10/29/10

Some Reasons Why Globalism May Be Evil to National Interests

Globalization as a political phenomenon, wrote the historian Arnold Toynbee, is a universal phase of a civilization-it is the nova of a star at the end of its cycle of history. A wise national leadership would not over-extend its border security rationality, its economic resources and need for more consumption and power without much personal labor and just go global.

There are innumerable ways to view environmental and existential political expansion and absorption of smaller nations into larger glomming powers and principalities. Many of those are dystopian paradigms.

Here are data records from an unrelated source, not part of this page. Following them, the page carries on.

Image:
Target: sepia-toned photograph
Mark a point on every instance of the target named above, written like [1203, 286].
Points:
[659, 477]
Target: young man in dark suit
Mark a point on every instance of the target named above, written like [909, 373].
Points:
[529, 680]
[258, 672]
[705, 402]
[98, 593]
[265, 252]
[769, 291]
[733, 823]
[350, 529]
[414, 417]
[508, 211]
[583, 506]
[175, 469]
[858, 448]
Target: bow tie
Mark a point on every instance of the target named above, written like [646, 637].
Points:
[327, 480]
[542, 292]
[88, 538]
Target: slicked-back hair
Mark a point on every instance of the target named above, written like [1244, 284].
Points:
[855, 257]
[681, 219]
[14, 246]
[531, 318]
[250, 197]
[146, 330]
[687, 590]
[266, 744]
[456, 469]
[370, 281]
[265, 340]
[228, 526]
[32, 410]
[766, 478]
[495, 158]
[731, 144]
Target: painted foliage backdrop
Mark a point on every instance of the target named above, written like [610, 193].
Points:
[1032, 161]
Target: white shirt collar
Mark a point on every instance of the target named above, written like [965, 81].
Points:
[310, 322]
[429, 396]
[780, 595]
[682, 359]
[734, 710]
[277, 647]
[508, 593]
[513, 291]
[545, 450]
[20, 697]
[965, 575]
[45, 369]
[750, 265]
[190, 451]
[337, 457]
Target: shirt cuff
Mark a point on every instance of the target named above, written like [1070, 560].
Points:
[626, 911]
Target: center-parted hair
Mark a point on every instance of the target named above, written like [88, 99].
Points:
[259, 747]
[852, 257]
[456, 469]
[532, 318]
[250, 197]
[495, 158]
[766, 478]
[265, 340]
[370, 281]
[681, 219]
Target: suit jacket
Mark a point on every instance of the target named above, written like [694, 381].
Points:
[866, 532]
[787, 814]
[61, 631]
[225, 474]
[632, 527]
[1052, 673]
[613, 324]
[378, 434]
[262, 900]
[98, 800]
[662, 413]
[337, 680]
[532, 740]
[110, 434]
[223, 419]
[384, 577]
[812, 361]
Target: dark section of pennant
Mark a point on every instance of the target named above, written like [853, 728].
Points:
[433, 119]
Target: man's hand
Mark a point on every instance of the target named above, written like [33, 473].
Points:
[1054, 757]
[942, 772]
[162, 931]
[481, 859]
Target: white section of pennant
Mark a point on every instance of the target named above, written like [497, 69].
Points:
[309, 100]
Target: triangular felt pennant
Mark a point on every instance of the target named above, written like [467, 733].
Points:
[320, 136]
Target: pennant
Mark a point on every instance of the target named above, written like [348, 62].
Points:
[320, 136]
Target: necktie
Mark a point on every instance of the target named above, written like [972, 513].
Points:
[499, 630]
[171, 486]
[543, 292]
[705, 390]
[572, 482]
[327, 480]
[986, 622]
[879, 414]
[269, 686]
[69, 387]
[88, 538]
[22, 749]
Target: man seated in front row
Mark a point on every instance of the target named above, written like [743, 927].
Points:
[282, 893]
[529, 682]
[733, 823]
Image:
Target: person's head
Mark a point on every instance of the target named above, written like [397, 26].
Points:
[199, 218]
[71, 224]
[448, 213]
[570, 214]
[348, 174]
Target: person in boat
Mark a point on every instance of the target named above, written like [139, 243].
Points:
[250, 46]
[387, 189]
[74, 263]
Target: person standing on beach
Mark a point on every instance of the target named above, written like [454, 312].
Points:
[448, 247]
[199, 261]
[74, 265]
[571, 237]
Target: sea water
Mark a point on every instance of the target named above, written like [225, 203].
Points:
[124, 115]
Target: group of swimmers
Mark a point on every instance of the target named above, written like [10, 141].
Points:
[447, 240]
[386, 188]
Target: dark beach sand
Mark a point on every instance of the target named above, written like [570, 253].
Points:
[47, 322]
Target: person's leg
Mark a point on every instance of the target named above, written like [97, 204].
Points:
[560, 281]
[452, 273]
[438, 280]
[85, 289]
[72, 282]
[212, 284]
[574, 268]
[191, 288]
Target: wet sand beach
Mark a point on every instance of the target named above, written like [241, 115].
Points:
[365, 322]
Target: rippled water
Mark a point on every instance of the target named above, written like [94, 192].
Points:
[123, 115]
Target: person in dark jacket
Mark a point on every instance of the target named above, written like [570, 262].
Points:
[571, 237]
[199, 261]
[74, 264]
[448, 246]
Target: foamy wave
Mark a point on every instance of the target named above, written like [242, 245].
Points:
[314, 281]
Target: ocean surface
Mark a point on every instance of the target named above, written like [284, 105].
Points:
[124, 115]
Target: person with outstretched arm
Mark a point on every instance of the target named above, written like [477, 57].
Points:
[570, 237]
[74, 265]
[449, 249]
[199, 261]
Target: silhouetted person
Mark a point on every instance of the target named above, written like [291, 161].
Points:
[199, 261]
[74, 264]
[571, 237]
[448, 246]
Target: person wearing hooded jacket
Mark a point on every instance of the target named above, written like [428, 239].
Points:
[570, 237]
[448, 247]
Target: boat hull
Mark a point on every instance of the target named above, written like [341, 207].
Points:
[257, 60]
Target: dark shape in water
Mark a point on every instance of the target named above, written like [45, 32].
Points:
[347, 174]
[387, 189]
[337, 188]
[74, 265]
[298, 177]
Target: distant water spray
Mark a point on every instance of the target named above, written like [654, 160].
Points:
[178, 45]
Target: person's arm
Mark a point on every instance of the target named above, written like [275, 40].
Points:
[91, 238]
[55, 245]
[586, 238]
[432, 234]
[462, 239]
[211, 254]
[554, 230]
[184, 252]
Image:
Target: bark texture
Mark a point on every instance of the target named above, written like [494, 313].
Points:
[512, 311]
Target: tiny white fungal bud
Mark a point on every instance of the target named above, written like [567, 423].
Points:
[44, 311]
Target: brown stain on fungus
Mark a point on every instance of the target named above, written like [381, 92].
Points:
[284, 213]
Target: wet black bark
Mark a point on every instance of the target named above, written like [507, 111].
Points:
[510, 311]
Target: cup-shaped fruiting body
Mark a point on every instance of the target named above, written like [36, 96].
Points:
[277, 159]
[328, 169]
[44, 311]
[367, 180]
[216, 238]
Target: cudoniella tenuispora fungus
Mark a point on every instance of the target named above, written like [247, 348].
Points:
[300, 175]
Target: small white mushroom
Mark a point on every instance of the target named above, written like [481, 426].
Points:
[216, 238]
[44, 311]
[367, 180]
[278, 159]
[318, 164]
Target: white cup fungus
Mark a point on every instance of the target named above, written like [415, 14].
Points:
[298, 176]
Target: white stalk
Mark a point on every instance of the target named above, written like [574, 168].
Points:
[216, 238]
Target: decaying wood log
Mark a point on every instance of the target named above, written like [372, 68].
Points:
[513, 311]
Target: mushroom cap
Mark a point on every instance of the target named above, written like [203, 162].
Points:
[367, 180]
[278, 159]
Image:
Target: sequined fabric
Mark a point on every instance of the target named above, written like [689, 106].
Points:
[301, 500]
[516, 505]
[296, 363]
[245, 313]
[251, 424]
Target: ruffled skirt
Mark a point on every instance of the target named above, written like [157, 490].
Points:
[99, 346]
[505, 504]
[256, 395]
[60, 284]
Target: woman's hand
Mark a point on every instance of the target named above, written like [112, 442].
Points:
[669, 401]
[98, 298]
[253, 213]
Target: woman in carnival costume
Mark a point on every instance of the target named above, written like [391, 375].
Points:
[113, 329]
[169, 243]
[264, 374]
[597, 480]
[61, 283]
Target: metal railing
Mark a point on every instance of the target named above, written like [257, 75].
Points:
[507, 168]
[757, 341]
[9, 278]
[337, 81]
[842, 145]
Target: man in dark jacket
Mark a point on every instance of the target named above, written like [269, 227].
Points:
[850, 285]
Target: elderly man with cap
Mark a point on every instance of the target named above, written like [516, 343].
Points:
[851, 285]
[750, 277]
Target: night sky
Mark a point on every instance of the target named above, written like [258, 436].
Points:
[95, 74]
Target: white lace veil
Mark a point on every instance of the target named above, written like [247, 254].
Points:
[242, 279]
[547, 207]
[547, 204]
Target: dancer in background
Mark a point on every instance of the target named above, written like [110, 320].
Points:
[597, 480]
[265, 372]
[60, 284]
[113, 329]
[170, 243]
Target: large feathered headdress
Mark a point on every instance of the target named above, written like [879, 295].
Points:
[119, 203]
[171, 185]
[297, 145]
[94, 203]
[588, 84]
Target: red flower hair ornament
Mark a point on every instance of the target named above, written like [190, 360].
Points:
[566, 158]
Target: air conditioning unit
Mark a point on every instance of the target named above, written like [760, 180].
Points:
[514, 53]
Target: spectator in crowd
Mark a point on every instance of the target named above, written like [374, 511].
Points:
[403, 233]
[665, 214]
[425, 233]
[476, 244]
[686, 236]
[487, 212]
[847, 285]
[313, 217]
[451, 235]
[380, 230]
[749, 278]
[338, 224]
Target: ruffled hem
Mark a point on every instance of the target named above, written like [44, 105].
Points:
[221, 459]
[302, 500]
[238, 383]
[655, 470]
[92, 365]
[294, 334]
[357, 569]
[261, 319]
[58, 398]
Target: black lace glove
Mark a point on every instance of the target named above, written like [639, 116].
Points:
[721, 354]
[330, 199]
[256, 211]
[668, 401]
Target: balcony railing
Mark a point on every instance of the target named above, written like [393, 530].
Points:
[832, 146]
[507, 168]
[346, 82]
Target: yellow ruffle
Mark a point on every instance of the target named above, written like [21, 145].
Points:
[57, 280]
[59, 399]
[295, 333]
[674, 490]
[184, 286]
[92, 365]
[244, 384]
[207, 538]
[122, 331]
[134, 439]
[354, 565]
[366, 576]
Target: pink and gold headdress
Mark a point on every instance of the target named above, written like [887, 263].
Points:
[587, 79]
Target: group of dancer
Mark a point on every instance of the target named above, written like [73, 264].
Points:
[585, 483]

Ghengis Khan was a globalist as was Adolph Hitler, Imperialist powers of a global nature from Ancient Rome to the Assyrians and the British Empire would stop when they were stopped. That phenomenon exists with Wall-Street global financial powers as well. Sometimes imperialistic they have eliminated the protections of Glass-Steagle and made home mortgages tradable commodities for global rulers.

Concentrating wealth has a small worlds networks criteria of advantage of preferred locations enabling everyone to drop their dime in the Wall Street outlets instead of their won business or that of a neighbor. Globalists may unite with the state and become a corporatist entity such as Mussolini designed not much different from a global socialist totalitarian rein of repression of individualism. Certainly America will not retreat from modern global communications, yet neigther should it retreat from a stalwart nationalism conserving the proprietary interests of the citizens that already are Americans.

One need not be frightened of globalism and its political spin each day as megalomaniacs seek to buy up everything and put on the imperial purple or download human freedom into a totalitarian box with diminishing over-used natural resources as drone workers.

History has many lessons for Americans, yet the practical freedom and liberty of individuals in relation to government powers meant to serve rather than oppress is fundamental.